Third, laws should be simplified, especially in tax and customs. For small business and legal employment, working transparently should be easier than hiding.
Parvizi said he was not calling for lower taxes or customs duties. Given Azerbaijan’s current geopolitical environment and the need to rebuild Karabakh, he said, it is difficult to speak about low taxes.
But simplifying the tax system is a real area for reform.
“For a relatively small economy, we have a very complicated tax code,” he said. “Because of this, many entrepreneurs do not want to formalize their business because they fear fines.”
How Azerbaijan Could Become A Regional Center
Parvizi said the question should first be rephrased: why does Azerbaijan want to become a regional center of business and ideas?

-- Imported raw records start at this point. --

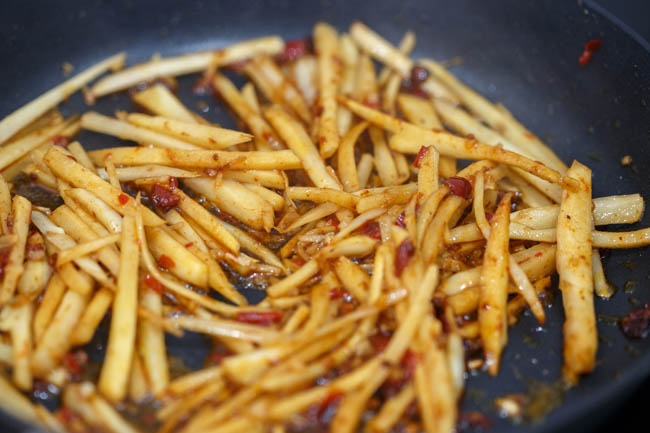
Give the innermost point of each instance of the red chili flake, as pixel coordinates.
(216, 358)
(164, 197)
(472, 421)
(153, 284)
(404, 253)
(371, 229)
(331, 401)
(409, 362)
(459, 186)
(418, 75)
(636, 323)
(148, 418)
(400, 221)
(593, 44)
(166, 262)
(420, 93)
(379, 342)
(338, 293)
(421, 153)
(372, 104)
(74, 362)
(237, 66)
(333, 220)
(590, 47)
(259, 317)
(4, 259)
(203, 85)
(61, 141)
(67, 415)
(585, 58)
(293, 50)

He asked whether economic growth itself is currently treated as a central goal.
He said the speeches of the economic elite often revolve around stability and reserves. The world, meanwhile, is going through a major transition that happens roughly once every 100 years. In such periods, the economy often moves into the background.
He pointed to neighboring countries, including Turkey and Russia, where economic priorities are often sacrificed to strengthen statehood.
But if Azerbaijan wants to become a real center, he said, transit alone is not enough.
“Transit is when goods pass through you,” Parvizi said. “A center is when people, capital, companies, universities, startups and ideas come to you.”
For that, he said, Azerbaijan needs independent rules of the game, strong courts, protection of property, quality education, digital public services and openness to talent.
“We already have geography,” he said. “Now we need institutional attractiveness.”
He added that the state’s current priority is likely stability and security. That means institutional reforms may move more slowly than business would like.
‘Business Freedom Means Prices, Salaries And Family Confidence’
Parvizi said the link between business freedom and the wallet of an ordinary person is simple.
When it is easy for businesses to operate, more companies appear. When there are more companies, more jobs are created. When there are more jobs, competition for workers grows. When competition for workers grows, salaries rise.
When rules are fair, businesses do not build fear and risk into the price of goods.
“Business freedom and fairness are not abstract words,” Parvizi said. “They mean prices, salaries and a family’s confidence in tomorrow.”